Denis Müller, théologien et moraliste protestant nous invite à « Libérer l’éthique », à penser par nous-mêmes, sans suivre aveuglément un système de pensée. Car l’éthique, comme la religion, n’est ni de droite ni de gauche. L’évolution des mœurs n’est pas un progrès moral automatique et nécessaire, comme le croit la pensée moderniste. Pourquoi les dégâts du progrès dans les domaines économiques et financiers ne sont-ils pas dénoncés, comme ils le sont dans celui du néo-libéralisme et de l’individualisme forcené ? Pourquoi ce refus d’écouter l’autre, de passer par des compromis, la volonté d’« écraser les chrétiens et leur éthique sous la botte d’une idéologie intransigeante et antidémocratique » ? Mais pour l’auteur, les encycliques Casti connubii, Humanae vitae ou même Veritatis splendor sont aussi intransigeantes et l’Église catholique est loin d’être modèle de démocratie…

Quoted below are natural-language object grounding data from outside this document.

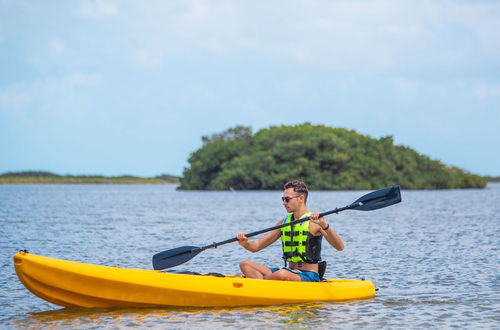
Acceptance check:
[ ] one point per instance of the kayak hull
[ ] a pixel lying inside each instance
(75, 284)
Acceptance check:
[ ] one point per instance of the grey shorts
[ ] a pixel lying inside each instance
(305, 276)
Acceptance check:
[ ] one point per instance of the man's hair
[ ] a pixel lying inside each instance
(298, 186)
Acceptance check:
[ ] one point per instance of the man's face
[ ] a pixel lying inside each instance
(291, 200)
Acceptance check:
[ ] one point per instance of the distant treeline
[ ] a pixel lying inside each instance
(326, 158)
(29, 177)
(492, 178)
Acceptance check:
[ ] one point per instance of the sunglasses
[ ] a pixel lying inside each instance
(287, 199)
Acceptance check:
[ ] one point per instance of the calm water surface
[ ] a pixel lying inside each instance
(434, 257)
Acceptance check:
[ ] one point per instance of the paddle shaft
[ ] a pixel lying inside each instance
(255, 233)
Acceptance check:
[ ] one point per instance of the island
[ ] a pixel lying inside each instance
(326, 158)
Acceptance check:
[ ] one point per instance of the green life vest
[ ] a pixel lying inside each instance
(299, 245)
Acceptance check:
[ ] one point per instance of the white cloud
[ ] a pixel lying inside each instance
(57, 47)
(49, 95)
(97, 9)
(366, 35)
(485, 91)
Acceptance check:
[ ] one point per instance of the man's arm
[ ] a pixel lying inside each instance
(321, 226)
(266, 240)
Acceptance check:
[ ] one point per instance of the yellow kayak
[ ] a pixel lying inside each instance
(75, 284)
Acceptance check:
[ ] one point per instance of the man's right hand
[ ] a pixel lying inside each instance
(242, 239)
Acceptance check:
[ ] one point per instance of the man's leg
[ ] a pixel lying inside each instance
(283, 275)
(253, 270)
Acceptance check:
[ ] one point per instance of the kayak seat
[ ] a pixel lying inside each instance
(215, 274)
(321, 269)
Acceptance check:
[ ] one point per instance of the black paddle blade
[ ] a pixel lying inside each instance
(379, 199)
(174, 257)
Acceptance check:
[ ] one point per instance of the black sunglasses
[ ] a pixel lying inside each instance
(287, 199)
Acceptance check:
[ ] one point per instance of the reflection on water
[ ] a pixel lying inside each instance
(301, 314)
(434, 257)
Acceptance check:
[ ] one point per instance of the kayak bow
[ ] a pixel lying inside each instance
(75, 284)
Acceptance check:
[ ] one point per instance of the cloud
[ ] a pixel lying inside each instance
(368, 36)
(49, 95)
(97, 9)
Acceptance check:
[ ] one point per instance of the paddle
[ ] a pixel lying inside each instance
(371, 201)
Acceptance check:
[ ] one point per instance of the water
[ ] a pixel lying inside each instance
(434, 257)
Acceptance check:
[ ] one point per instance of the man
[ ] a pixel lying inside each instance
(301, 244)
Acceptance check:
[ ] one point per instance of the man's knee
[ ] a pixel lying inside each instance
(245, 264)
(284, 275)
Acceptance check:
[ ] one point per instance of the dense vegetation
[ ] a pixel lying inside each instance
(324, 157)
(47, 177)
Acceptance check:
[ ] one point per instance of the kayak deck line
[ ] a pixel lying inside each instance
(76, 284)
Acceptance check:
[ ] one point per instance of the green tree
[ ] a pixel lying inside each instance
(326, 158)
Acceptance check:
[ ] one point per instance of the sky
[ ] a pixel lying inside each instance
(130, 87)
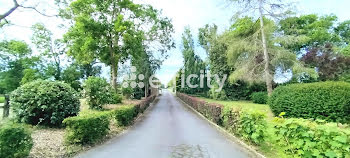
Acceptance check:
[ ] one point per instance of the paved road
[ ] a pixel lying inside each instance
(169, 130)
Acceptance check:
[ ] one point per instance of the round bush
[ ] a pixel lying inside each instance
(99, 92)
(328, 101)
(45, 102)
(15, 141)
(259, 97)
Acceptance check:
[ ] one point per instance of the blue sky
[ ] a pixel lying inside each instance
(193, 13)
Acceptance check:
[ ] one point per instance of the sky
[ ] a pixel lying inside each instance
(193, 13)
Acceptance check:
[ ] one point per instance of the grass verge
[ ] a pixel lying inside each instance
(268, 149)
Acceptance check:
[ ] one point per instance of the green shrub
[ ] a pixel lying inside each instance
(44, 102)
(209, 110)
(15, 141)
(87, 129)
(125, 115)
(252, 126)
(2, 99)
(328, 101)
(304, 138)
(99, 93)
(259, 97)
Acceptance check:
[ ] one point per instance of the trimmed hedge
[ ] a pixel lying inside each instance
(44, 102)
(259, 97)
(328, 101)
(2, 99)
(15, 141)
(87, 129)
(144, 104)
(99, 92)
(125, 115)
(209, 110)
(304, 138)
(250, 125)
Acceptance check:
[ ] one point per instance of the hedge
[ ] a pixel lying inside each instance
(124, 115)
(87, 129)
(45, 102)
(250, 125)
(99, 92)
(295, 137)
(209, 110)
(15, 141)
(144, 104)
(305, 138)
(328, 101)
(259, 97)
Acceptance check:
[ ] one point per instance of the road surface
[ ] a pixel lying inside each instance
(169, 130)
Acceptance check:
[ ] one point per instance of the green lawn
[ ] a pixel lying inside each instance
(269, 150)
(2, 99)
(244, 105)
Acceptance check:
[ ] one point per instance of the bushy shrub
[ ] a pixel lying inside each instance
(87, 129)
(304, 138)
(252, 126)
(125, 115)
(144, 104)
(15, 141)
(328, 101)
(209, 110)
(99, 93)
(2, 99)
(45, 102)
(259, 97)
(127, 92)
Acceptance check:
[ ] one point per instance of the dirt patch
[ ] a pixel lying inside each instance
(48, 143)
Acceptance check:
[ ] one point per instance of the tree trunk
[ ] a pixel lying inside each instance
(114, 69)
(268, 78)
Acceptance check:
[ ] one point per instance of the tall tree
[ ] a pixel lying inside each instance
(52, 49)
(245, 54)
(193, 64)
(16, 6)
(273, 8)
(299, 34)
(15, 57)
(113, 30)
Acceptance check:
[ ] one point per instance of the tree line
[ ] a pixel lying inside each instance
(261, 50)
(100, 32)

Michel Métayer, professeur de philosophie canadien en retraite, nous fait mieux comprendre ce qu’est une vraie éthique et comment mener un débat. Pour illustrer son propos, il pose les problèmes et propose, pour chacun, des pistes de réponses, qui nous aident à décrypter l’argumentation éthique, car tous les arguments ne se valent pas. Intéressantes aussi les stratégies des participants lors des débats éthiques pour nous en servir : mise en contradiction, changement de terrain, examen des analogies, appel aux faits, dévoilement des intentions, découpage des responsabilités… Enfin il nous permet de mieux réfléchir à l’opposition entre l’idéal et la réalité, l’application d’un principe rigide versus la recherche du résultat ou aussi l’égalité absolue par principe contre la justification de certaines inégalités réelles.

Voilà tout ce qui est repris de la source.